"The Breakfast Club" co-host DJ Envy agrees with Donald Trump that Stop and Frisk policing is not unconstitutional.
DJ Envy attends the iHeartRadio Music Festival after party at Jewel Nightclub at the Aria Resort & Casino, Sept. 24, 2016, in Las Vegas. Photo by Bryan Steffy/Getty Images for iHeartMedia

Stop-and frisk policing tactics "had a tremendous impact on the safety of New York City," Donald Trump told Hillary Clinton Monday during the first presidential debate before he suggested that other cities follow the strategy to help reduce crime. The practice was not unconstitutional, the Republican nominee added.

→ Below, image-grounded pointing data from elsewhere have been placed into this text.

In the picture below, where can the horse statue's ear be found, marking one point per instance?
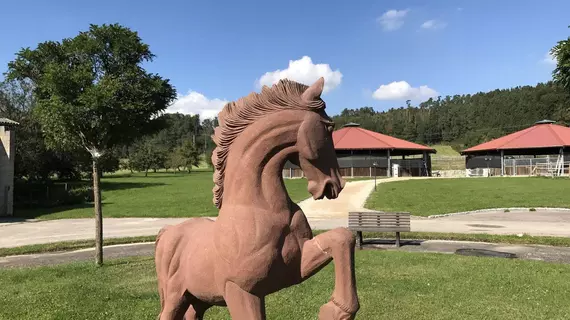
(314, 91)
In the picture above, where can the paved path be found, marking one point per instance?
(527, 252)
(322, 214)
(14, 234)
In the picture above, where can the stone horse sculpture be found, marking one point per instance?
(261, 241)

Stop-and-frisk was deemed unconstitutional in 2013 by U.S. District Court Judge Shira A. Scheindlin, but Trump isn't the only person who had kind words for the policing method that was found to disproportionately target, arrest and incarcerate young black and Latino men. New York City radio personality DJ Envy apparently supports it, too.

While discussing race relations Tuesday morning on the 105.1 "The Breakfast Club" radio show, Envy told his co-host Charlamagne Tha God that stop-and-frisk “got a lot of guns off the streets” before he went on to explain the only reason the program failed was because of the “NYPD was doing it unconstitutional.”

“[NYPD] were stop and frisking anybody and didn’t do areas where there was a lot of crime in those areas. They said that if was done the right way, it probably would be a lot higher. But they did get a lot of guns off the streets regardless, even if you could say it’s one percent or .1 percent, they got tons of guns off the street, which is the most important thing,” Envy said.

Envy's statement put him in the hot seat on Twitter, where many of his followers voiced their disapproval for his comments and called the Queens native out of touch.

A report by the New York Civil Liberties Union said that more than 5 million innocent people have been involved in stop-and-frisk measures since 2002. In 2013, when stop-and-frisk was first ruled unconstitutional, New Yorkers were stopped by the police 191,558 times. 54 percent of Stop and Frisk instances involved black people while Hispanics accounted for 29 percent. Only 11 percent of stop-and-frisk incidents in New York in 2013 involved white people. While the data does not break down how many of people from specific races were innocent, the report said that 88 percent of people overall searched during Stop and Frisk procedures in 2013 were innocent.

When Scheindlin ruled the controversial procedure unconstitutional, the administration of then-Mayor Michael R. Bloomberg filed an appeal. However, the appeal was suspended by the Second Circuit Court of Appeals and the matter was returned to be approved by a different judge, but the request to cancel Scheindlin’s decision was denied. The administration of current New York City Mayor Bill de Blasio eventually dropped the appeal completely and Schedindlin’s unconstitutional ruling remained.